Sgt. Graham A. Campbell. Hounslow Heath Aerodrome December 4th, 1915.
Last night, after I had returned to the Barracks, several of the trainees had gathered around and were feverishly discussing Webb's Avro crash.
Lt. Weston (whom you may remember was the unfortunate chap who witnessed a mechanic being killed in a prop-spinning accident) called me over excitedly, mentioning to the small gaggle of recruits that I had seen the whole incident firsthand. "Go on, Graham, tell us what happened!" he urged, as the other men seemed to draw a collective anticipating breath. I looked them over, shocked that they should be so curious about a crash when many were yet to fly their first solo, but, I thought it best not to keep my impromptu audience in suspense. "Well, you see, he was doing his first turn around the aerodrome, he'd gotten up in the air with no issue, but about halfway round I heard his engine miss, and the silly bugger tried to turn back. In the blink of an eye he was tipped over on his nose, on the ground". An uncomfortable silence followed my explanation, followed by Weston matter-of-factly blurting out "well, Andrews has told us enough not to turn back, it's the lad's own bloody fault!". It rather seemed to me like he was trying to bolster his own courage; perhaps the crash had left the men shaken after all.
After a short half-hearted discussion about Webb's condition (the poor old Avro got not a single mention!) I was offered to join the men in a game of cards, which I politely declined. By that point in the night, I still hadn't fully recovered from the shock of seeing Webb come down.
Anyway. That was yesterday, and today was a new day. I awoke around 7 O'Clock, feeling surprisingly well-rested, and slowly pulled my uniform on. I was in no spectacular rush to get myself prepared for the day, as I already knew that I was not scheduled to do any flying. Instead, I rather fancied asking Andrews if I could make a quick excursion to London, to experience some of the charms of the Capital. Perhaps even a trip to Hendon aerodrome, to see the wide range of machines they had there! It was at Hendon that I'd seen my first aeroplane fly, which had inspired me to pursue a transfer to the R.F.C.
Once I was ready, I made my way through the bunks and idle pilots towards the door. Curiously, I passed one bunk that had been freshly-made already, and had no kit resting on the floor beside it. I was sure I had seen that bunk occupied when I had arrived!

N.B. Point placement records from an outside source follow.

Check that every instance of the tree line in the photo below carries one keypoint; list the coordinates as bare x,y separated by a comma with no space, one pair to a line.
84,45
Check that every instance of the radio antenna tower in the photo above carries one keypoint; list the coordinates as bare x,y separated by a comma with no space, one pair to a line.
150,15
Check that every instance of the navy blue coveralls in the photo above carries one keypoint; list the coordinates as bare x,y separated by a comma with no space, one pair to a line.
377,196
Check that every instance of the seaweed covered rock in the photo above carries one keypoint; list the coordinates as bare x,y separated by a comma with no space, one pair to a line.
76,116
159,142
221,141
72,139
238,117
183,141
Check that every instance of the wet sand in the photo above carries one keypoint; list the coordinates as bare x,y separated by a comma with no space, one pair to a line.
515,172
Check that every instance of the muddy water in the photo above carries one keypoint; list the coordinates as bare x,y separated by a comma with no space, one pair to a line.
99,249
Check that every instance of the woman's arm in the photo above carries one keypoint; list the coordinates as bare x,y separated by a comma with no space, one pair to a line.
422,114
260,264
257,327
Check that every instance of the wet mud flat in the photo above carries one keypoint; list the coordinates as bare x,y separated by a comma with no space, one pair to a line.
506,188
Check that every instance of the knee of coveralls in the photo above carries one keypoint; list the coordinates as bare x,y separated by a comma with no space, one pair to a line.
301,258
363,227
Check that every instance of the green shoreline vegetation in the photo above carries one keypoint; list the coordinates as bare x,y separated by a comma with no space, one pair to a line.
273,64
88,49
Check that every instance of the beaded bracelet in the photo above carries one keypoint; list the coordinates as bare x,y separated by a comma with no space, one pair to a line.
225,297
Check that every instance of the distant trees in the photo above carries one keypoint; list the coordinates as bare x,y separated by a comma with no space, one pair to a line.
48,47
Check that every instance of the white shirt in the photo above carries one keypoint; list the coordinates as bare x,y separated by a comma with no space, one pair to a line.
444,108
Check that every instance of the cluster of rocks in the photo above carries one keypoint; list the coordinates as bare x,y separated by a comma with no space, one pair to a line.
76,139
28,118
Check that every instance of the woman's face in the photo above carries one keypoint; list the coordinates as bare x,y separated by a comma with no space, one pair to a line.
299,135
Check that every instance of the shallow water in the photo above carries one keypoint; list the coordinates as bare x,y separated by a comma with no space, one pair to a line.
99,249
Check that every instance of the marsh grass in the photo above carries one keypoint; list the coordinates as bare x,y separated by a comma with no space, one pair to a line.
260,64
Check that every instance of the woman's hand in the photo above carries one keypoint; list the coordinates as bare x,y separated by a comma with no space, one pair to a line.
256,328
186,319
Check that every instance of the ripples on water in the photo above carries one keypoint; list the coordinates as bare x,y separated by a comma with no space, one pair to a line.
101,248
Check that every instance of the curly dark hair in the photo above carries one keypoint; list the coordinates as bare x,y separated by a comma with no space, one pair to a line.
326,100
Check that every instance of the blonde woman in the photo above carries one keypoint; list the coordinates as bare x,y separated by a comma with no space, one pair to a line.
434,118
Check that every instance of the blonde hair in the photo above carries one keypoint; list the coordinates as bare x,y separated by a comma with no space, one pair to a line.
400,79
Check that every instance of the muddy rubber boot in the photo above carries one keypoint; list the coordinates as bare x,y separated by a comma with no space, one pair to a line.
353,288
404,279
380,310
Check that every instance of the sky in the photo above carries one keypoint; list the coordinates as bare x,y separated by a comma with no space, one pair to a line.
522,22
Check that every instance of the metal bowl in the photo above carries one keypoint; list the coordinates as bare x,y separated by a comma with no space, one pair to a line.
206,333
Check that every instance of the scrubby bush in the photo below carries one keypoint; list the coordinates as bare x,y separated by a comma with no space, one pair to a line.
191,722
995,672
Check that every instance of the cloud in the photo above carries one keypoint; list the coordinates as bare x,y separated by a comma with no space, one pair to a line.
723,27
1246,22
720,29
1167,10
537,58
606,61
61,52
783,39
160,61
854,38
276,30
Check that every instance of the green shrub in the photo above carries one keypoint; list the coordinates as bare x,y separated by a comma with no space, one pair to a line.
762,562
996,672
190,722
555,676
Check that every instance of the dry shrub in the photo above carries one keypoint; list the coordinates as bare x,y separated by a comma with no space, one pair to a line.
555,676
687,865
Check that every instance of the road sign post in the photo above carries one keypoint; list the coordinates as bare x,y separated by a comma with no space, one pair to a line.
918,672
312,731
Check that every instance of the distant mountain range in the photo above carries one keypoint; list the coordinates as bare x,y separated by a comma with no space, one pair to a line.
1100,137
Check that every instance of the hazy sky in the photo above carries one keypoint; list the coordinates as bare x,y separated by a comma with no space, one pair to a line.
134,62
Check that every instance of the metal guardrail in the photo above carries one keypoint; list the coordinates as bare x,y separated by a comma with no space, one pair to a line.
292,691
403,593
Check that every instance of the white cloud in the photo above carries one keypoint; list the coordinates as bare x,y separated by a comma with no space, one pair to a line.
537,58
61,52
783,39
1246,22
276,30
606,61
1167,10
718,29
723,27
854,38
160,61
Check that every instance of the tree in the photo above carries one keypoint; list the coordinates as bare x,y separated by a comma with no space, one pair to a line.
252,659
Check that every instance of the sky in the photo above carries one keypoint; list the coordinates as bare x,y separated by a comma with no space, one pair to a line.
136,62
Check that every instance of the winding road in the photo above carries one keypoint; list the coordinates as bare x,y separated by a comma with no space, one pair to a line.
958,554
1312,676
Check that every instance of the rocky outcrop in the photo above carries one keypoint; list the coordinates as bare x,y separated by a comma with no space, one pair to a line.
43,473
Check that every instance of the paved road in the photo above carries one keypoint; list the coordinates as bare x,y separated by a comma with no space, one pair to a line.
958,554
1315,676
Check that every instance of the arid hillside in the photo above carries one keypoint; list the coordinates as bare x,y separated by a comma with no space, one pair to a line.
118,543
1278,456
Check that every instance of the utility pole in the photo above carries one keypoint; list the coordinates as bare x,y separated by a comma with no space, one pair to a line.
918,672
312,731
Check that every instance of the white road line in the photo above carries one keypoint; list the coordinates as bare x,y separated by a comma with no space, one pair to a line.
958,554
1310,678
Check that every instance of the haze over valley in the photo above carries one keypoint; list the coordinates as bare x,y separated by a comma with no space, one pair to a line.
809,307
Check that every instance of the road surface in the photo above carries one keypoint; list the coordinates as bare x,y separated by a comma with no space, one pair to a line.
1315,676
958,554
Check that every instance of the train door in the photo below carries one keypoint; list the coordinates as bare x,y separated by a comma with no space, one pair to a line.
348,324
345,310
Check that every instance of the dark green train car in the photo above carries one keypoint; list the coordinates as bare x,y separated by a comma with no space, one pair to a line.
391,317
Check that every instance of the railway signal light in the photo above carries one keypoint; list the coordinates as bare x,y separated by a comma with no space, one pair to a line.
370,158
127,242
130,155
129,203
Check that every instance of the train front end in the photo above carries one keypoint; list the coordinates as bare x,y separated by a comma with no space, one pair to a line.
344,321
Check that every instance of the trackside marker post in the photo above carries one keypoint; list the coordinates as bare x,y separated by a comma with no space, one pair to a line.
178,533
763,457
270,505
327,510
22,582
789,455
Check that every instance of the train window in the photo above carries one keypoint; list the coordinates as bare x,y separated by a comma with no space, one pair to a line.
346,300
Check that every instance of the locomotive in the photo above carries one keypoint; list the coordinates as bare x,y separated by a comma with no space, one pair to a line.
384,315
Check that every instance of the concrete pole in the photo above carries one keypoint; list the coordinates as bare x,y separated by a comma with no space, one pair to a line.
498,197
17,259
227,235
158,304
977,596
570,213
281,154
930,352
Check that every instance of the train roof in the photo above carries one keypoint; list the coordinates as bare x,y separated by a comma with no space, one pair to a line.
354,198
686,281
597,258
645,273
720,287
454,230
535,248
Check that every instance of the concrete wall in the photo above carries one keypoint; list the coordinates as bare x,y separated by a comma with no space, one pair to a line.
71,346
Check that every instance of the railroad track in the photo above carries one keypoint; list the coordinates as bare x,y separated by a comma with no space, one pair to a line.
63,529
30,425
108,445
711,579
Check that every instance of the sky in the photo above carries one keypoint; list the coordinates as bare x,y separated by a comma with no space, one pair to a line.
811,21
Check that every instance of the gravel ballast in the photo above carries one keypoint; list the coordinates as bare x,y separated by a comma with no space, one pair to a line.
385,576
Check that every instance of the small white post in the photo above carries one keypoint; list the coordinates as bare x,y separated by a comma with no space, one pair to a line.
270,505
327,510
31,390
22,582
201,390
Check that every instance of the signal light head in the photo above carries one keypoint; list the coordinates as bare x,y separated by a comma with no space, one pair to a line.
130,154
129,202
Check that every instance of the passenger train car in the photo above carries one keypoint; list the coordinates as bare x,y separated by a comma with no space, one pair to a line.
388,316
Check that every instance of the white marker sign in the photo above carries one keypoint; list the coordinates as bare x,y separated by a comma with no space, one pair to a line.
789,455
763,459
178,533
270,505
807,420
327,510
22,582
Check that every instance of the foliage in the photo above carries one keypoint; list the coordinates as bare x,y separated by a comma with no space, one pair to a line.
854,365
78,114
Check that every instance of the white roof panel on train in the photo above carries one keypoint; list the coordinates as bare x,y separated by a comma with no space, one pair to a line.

Glancing strangely at the absent bunk, I continued outside and made for my cigarettes. It was only as I was lighting up that I realised, my, that's Webb's bunk! The poor lad must have been scared right off of flying for good. Who could blame him, after all?
As I smoked, I saw two 'pusher' machines coming in to land. At first I thought that they were two of No. 24's Gunbuses, but as they drew closer I could see that they were a new single-seater type that I didn't recognise. The two machines glided in, blipping their engines as they levelled out, and both made beautifully smooth landings. As they taxied towards the hangars, I noticed that each machine had a Lewis gun mounted in the pilots' forward nacelle. Single-seaters with machine-guns!
Unfortunately, I never did manage to get away to London for the day. Instead, I marvelled over the new machines. They belonged to No. 24, and a short chat with one of their pilots revealed that they were called "D.H.2s", and were supposed to be the answer to the Fokker monoplane menace. Gosh, I do hope I'm put in one of those when I get to France!
In the evening I was approached by one other trainee, 2nd. Lt. Jack Fisher. The man had a drunken look about him, red-faced and perpetually smiling. I assumed he would ask me about the Avro Crash, but it came as a pleasant surprise when he asked me in a chirpy, musical voice about my opinion on the B.E.2. I told him, and our chat led elsewhere. I swapped him stories of my time in the Sherwood Foresters, my first initial day in France and my unfortunate case of Pneumonia, and he paid me off in tales of his time as a Concert Pianist, before the war, playing to various Aristocrats, and even Royalty in some cases!
I soon discovered that Fisher and I got along near-instantly, and felt quite good about having formed the makings of my first friendship at Hounslow as I retired for the evening.